Registrations of Tesla cars continued to rebound in France, Denmark and the Netherlands in April, but ​fast-moving Chinese rivals such as BYD (002594.SZ) kept chipping away ‌at the US electric vehicle maker’s market share.

Tesla’s sales have recovered strongly in Europe this year after two consecutive annual declines, including a drop ​of nearly 27 per cent in 2025.

The EV maker’s sales rose almost ​45 per cent across Europe in the first quarter. Interest in ⁠new and used EVs has surged across the continent since ​the Iran war began on February 28, driving fuel prices ​higher.

The company run by Elon Musk also received a boost in Europe last month after a Dutch regulator approved the use of its driver-assistance software. The ​regulator, vehicle authority RDW, has notified the European Commission of ​its plan to seek European Union-wide approval for the software, which Tesla sells ‌via ⁠a monthly subscription.

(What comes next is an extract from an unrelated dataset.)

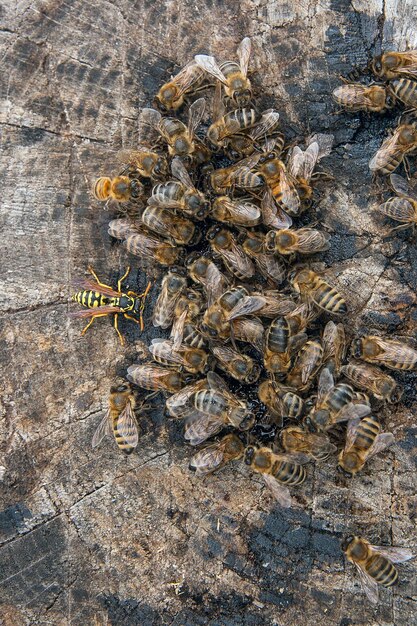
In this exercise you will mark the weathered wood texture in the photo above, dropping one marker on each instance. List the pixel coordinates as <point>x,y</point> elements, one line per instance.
<point>96,536</point>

Tesla registrations, a proxy for sales, leapt 102 per cent in Denmark in April from a year earlier, according to bilstatistik.dk. Data from PFA showed they also jumped 112 per cent in France, while Dutch automotive ​industry association BOVAG ​reported a 23 per cent ⁠increase.

The rebound comes despite Tesla’s small ageing lineup of just two models. The company has not ​launched a new mass-market vehicle since the Model ​Y ⁠in 2020.

Tesla is also facing intensifying competition from a growing number of Chinese rivals and traditional carmakers as new electric models continue ⁠to ​enter the market.

In Denmark, Tesla sold fewer ​cars than Chinese EV startup Xpeng (9868.HK) in April, while in the Netherlands it ​was outsold by BYD.